Тут есть свой жестокий парадокс, учитывая, сколь многое значит Россия для американского прозаика. Даже в его имени чуткий слух распознает что-то русское — это не случайность, как не случайно и обилие российских реминисценций на десятках страниц Беллоу, хотя бы наудачу взятых. Корни Беллоу на самом деле уходят в нашу почву. Родители его эмигрировали в Канаду из Петербурга незадолго до первой мировой войны. Беллоу, родившийся в 1915 году, на всю жизнь запомнил атмосферу в их монреальском, затем чикагском доме — она была насыщена отзвуками мира, опоэтизированного Шоломом Алейхемом, отзвуками Петербурга, вообще России, как ее воспринимало еврейское сознание: со всей свойственной ему отчужденностью и травмирован-ностью, которая, однако, не заглушала чувства собственной причастности к судьбам этой земли.
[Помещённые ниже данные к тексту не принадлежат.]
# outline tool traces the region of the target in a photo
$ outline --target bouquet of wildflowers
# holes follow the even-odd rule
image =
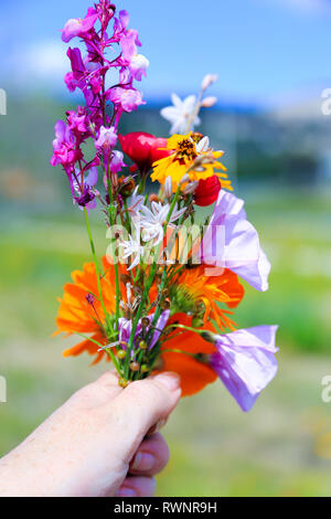
[[[169,139],[121,135],[121,115],[145,104],[135,86],[149,65],[138,32],[126,11],[100,0],[65,24],[63,41],[74,38],[86,53],[68,49],[65,83],[85,104],[56,123],[51,163],[62,166],[84,212],[93,262],[72,274],[60,300],[57,332],[82,337],[64,356],[111,361],[122,388],[170,370],[191,395],[220,378],[248,411],[277,371],[277,327],[237,329],[233,321],[244,297],[239,278],[266,290],[270,265],[231,192],[223,151],[194,133],[200,109],[216,102],[205,96],[216,77],[205,76],[199,97],[172,96],[161,112],[172,124]],[[201,206],[210,208],[205,220]],[[95,210],[107,226],[104,257],[89,224]]]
Талант Беллоу был вышколен, а может быть, даже пробужден русской литературой, которой он страстно увлекался с юности, сохранив любовь к ней на всю жизнь. Когда на страницах «Герцога» (опубликованного в 1964 г.) со знанием дела дискутируют о Соловьеве, Розанове, Бердяеве, удивить это может только людей, о Беллоу ничего не знающих. Возвращаясь в интервью к воспоминаниям детства и юности, Беллоу всякий раз подчеркивает, какое неизгладимое впечатление произвел на него рано прочитанный Достоевский, и сколько мыслей пробудило у него знакомство с Л. Толстым, и как долго бился он над тайной магии Чехова. Были, разумеется, и серьезные американские влияния, главным образом Генри Джеймса, однако русские все же перевешивали. Давних поклонников Беллоу нисколько не озадачивает, что в одном его романе героиня каждый год берет из библиотеки «Евгения Онегина» и «Анну Каренину», герой другого уподобляет себя Обломову, а в третьем персонажи спорят о западничестве и славянофильстве, ссылаясь на суждение Тургенева.

Во всех этих случаях русское воздействие выступает с наглядностью, однако куда существеннее внешне не обозначенный диалог Беллоу с миром нашей классики, который в его книгах определяет многое, если не главное,— характер основных коллизий, круг наиболее устойчивых художественных идей.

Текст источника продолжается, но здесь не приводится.